At a general level, “the cruelest are perhaps those who … are not of the Russian tradition, such as the Chechens, the Buryati and so on,” he said, but admitted that the force responsible for invading Ukraine “is the Russian state. This is very clear.”
“Sometimes I try not to specify so as not to offend and rather condemn in general, although it is well known whom I am condemning. It is not necessary that I put a name and surname,” he said.
In terms of his refusal to directly name Putin as responsible in the war, Pope Francis said he hasn’t done it “because it is not necessary; it is already known.”
He accused critics of wanting to “latch onto a detail,” saying, “Everyone knows my stance, with Putin or without Putin, without naming him.”
The Holy See’s position “is to seek peace and to seek an understanding. The diplomacy of the Holy See is moving in this direction,” he said, and reiterated the Vatican’s willingness to mediate the conflict.
Conducted Nov. 22 and published Monday, Pope Francis’s interview with America Magazine is the first interview he has given to an American publication since taking office.
Present for the interview were Jesuit Father Matt Malone, the outgoing editor in chief of the publication; Jesuit Father Sam Sawyer, who will replace Malone; executive editor Kerry Weber; Vatican correspondent Gerry O’Connell; and Gloria Purvis, host of “The Gloria Purvis Podcast.”
In the conversation, the pope touched on a wide range of other issues, including polarization in the church in the United States, racism, abortion, and the trust between lay faithful and their bishop.
Francis said “polarization is not Catholic.”
“The essence of what is Catholic is both/and,” he said. “The Catholic unites the good and the not-so-good,” he said, saying that when polarization occurs, “a divisive mentality arises, which privileges some and leaves others behind,” whereas the Catholic approach “always harmonizes differences.”
When it comes to the US church, “you have a Catholicism that is particular to the United States—that is normal. But you also have some ideological Catholic groups,” he said.
Asked about a loss of trust in the US bishops’ conference, with one study finding that just 20 percent of faithful find it “very trustworthy,” Pope Francis said it was “misleading” to focus on the relationship between Catholics and their bishops’ conference.
“The bishops’ conference is not the pastor; the pastor is the bishop. So one runs the risk of diminishing the authority of the bishop when you look only to the bishops’ conference,” he said, saying the conference is important in terms of fostering unity among the bishops themselves, but “each bishop is a pastor” of their own flock.

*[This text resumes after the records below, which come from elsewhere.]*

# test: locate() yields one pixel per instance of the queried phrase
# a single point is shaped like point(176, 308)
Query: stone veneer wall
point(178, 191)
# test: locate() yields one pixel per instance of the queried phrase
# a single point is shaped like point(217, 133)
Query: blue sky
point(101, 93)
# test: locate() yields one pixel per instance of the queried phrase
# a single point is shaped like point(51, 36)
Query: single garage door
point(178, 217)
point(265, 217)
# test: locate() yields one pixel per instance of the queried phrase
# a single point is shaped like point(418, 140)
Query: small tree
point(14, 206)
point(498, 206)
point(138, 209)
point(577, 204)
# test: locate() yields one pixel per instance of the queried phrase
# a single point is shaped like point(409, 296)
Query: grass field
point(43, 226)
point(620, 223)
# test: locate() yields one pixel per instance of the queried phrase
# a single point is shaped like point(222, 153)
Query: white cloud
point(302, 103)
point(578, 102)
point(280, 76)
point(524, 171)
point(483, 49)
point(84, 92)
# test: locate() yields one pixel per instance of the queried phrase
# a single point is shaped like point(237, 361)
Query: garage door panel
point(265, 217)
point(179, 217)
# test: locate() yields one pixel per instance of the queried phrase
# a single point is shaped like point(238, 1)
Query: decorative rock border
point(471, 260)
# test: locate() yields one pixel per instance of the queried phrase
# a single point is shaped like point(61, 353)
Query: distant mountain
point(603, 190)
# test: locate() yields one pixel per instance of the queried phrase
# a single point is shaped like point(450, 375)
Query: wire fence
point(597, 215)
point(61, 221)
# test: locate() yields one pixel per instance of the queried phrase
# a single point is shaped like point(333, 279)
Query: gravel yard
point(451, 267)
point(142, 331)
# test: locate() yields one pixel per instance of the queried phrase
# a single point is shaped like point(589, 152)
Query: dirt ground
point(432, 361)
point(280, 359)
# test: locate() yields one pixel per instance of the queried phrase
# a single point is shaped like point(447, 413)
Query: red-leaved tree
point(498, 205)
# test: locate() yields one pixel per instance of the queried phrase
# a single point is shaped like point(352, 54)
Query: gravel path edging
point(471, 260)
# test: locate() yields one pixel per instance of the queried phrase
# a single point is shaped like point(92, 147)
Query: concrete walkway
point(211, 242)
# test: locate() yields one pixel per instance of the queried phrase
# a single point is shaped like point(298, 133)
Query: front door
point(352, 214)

The pontiff praised Bishop Mark Seitz of El Paso, which sits on the border with Mexico, saying he does not know where Seitz stands ideologically, but “he is a good pastor… He is a man who grasps all the contradictions of that place and carries them forward as a pastor.”

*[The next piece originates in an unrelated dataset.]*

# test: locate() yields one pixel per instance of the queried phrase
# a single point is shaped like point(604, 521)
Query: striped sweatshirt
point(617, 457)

On abortion, Francis said that even on the scientific level, it is indisputable that the unborn fetus “is a living human being.”
He refrained from calling the fetus a person, saying “this is debated,” but called abortion “a crime,” and asked, “Is it right to get rid of a human being to resolve a problem? Second question: Is it right to hire a ‘hit man’ to resolve a problem?”
The problem with the abortion debate, he said, is when “killing a human being is transformed into a political question,” or when pastors talk about the issue using “political categories.”
Francis also touched on clerical sexual abuse, including the need for greater transparency when the case involves allegations against a bishop, as well as racism, calling the latter “an intolerable sin against God.”
On women’s priestly ordination, Francis said, as he has in the past, that it’s not possible from a theological perspective, but that more space ought to be created for women in leadership and administrative positions.